The law's objective is to uphold the principle of justice. Contractual debts, interest-bearing debts, unsecured debts, and debts with payment terms are all included in restructuring plans. All debts must be accompanied by a contract. If the business defaults, the contract serves as proof of debt. This research focuses on Indonesia's bankruptcy law. This study employs an empirical qualitative legal method. The study recommends categorizing debt according to its source, duration, function, and collateral. Debts classified as restructuring must waive their collateral rights.
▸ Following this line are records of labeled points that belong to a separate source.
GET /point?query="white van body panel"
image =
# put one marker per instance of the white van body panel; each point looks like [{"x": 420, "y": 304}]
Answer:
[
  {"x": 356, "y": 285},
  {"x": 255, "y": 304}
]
This debt grouping is consistent with finance's capital structure theory. This research will revolutionize the current concept of debt restructuring. The study will serve as a resource for all business actors who have documented debt. Debt is uncommon in developing countries such as Indonesia. Entrepreneurs in developing countries have established business relationships based on mutual trust. The study's limitation is that it does not take industry type into account. Additionally, this research has implications for a firm's total cost of capital as a result of changes in the risk model and creditor roles, particularly in developing countries. This study proposes a system of debt classification based on principles of justice and equity. This classification is made not only on the basis of the guarantee's type, but also on the basis of the agreement's duration and financial principles. The purpose of this study is to examine bankruptcy law in developing countries. Knowledge of bankruptcy law will add value to investors and banks on a global scale.